Le plus grand groupe ethnique de l’Amazonie brésilienne
Parmi les différentes tribus autochtones dont s’occupent les Capucins, les Ticunas constituent le groupe ethnique le plus important de la région — ils sont environ 40 000 en Amazonie brésilienne — et les semences de l’Évangile qui germent dans l’immensité amazonienne portent déjà leurs fruits : dans les communautés de Belém dos Solimões, la messe est célébrée dans la langue des Ticunas tous les dimanches et on y fait des catéchèses.
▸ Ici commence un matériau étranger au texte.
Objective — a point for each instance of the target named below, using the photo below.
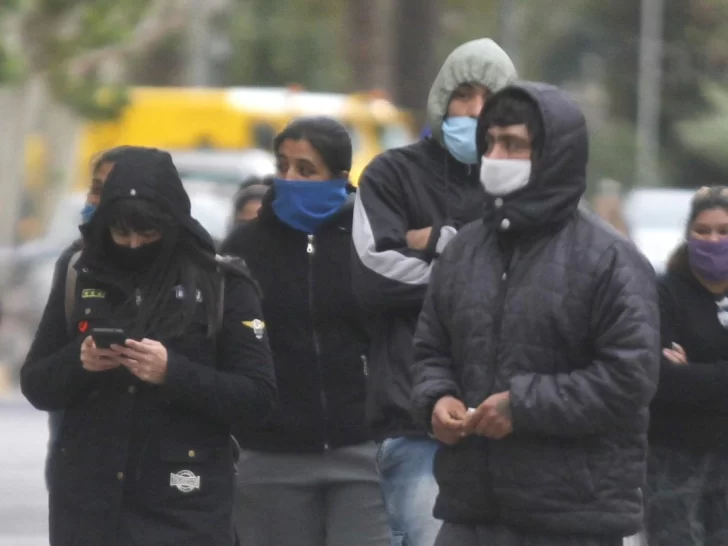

C’est également là que vit le premier diacre Ticuna, sans compter ceux qui sont actuellement au séminaire. « Je pense que notre grande force a toujours été de croire en eux, de savoir que ce sont eux qui peuvent et doivent vraiment être les guides, les pasteurs de leur peuple, avec leur langue et leur belle culture. Ils sentent et perçoivent que nous croyons en eux que nous les aimons et les apprécions », explique le frère Braghini.
La gratitude du frère Braghini envers les bienfaiteurs de l’AED qui ont rendu possible la traduction de la Bible des enfants en Ticuna, l’achat des bateaux à moteur et du carburant pour les voyages, en plus des paniers alimentaires offerts aux plus pauvres pendant la période la plus critique de la pandémie de coronavirus est immense : « Merci beaucoup ! Merci au nom de tous les autochtones qui ont bénéficié de votre aide, de tant de villages que nous avons visités avec nos missionnaires, des enfants — il y en a tellement ici, des milliers ! — de tant de femmes, de parents et de jeunes. Merci du fond du cœur, de la part de tous les autochtones et de notre part aussi. Nous essayons ici d’entendre la voix de Dieu qui crie pour le peuple. Nous vous demandons aussi vos prières, car être missionnaire en de tels lieux n’est pas facile. Les défis sont nombreux, importants et quotidiens. Priez pour nous tous, pour les missionnaires de l’Amazonie et du monde entier » demande le frère capucin.